Boston Coach Art Ross called McLaughlin a “headstrong plutocrat.”

“I have been in hockey 30 years,” he railed, “and never in its entire history has such a farce been perpetrated on a National Hockey League crowd.”

He demanded Chicago refund the price of every ticket —“that’s how rotten the game was.”

“I don’t know whether our constitution will allow the cancellation of an owner’s franchise,” Ross continued, “but if it does, I’ll do everything I can to see that the board of governors do it.”

Unsanctioned by the league, the Hawks went to Toronto, where loudspeakers blared “Yankee Doodle” as “the cash customers prepared for a comedy,” one correspondent reported. Ike Klingbeil of Hancock, Mich., scored a Chicago goal in a losing effort, though a Canadian critic deemed his skating “stiff-legged.”

The new-look Hawks got their first win at home, outlasting the Rangers, 4-3. That night at least, the Times allowed that McLaughlin’s experiment might not have been so far-fetched after all.

The Hawks themselves weren’t entirely contented. A New York reporter listened to a Canadian veteran on the team grumble about the new Americans. “We score the goals and make the plays and they do nothing but a lot of spectacular heavy back-checking,” he said, “but they get all the headlines and all the praise.”

Chicago lost its final two games, finishing a proud point ahead of New York’s even-worse Americans. When the playoffs wrapped up, the Stanley Cup belonged to a Detroit team featuring one American among 21 Canadians with names like Hec and Mud and Bucko.

Come the off-season, the Major gave Clem Loughlin a vote of confidence, right before the coach decided he preferred a return to wheat-farming and hotelkeeping back home in Canada.

Chicago’s five experimental Americans were released.

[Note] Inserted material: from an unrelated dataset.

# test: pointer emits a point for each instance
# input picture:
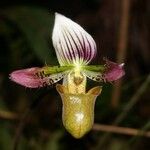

None of them played another N.H.L. game.

The team’s new coach was appropriately unorthodox, for McLaughlin: Bill Stewart, born in Fitchburg, Mass., was best known to that point as a Major League Baseball umpire who carried a wintertime whistle as an N.H.L. referee.

McLaughlin’s wife sued him for divorce that summer, which may have distracted the Major from his all-American plan. In any case, Stewart announced that it was on hold, and the team would continue as the Black Hawks.

When the new hockey season opened, the team started slowly. By March of 1938, they surprised most pundits when they beat the Maple Leafs to win the Stanley Cup.

The trophy itself was absent from the final game, so the champions had to wait to hold it high. Eight of Chicago’s 18 players that season were Americans, men named Doc and Virgil and Cully, who had learned their hockey in Minnesota towns called Aurora, Minneapolis and White Bear Lake.

No N.H.L. champion would count more Americans until last year, when the Pittsburgh Penguins had 10.

(Note: Chicago’s NHL team was Black Hawks for the first 60 years of its history; Blackhawks became one word in 1986.)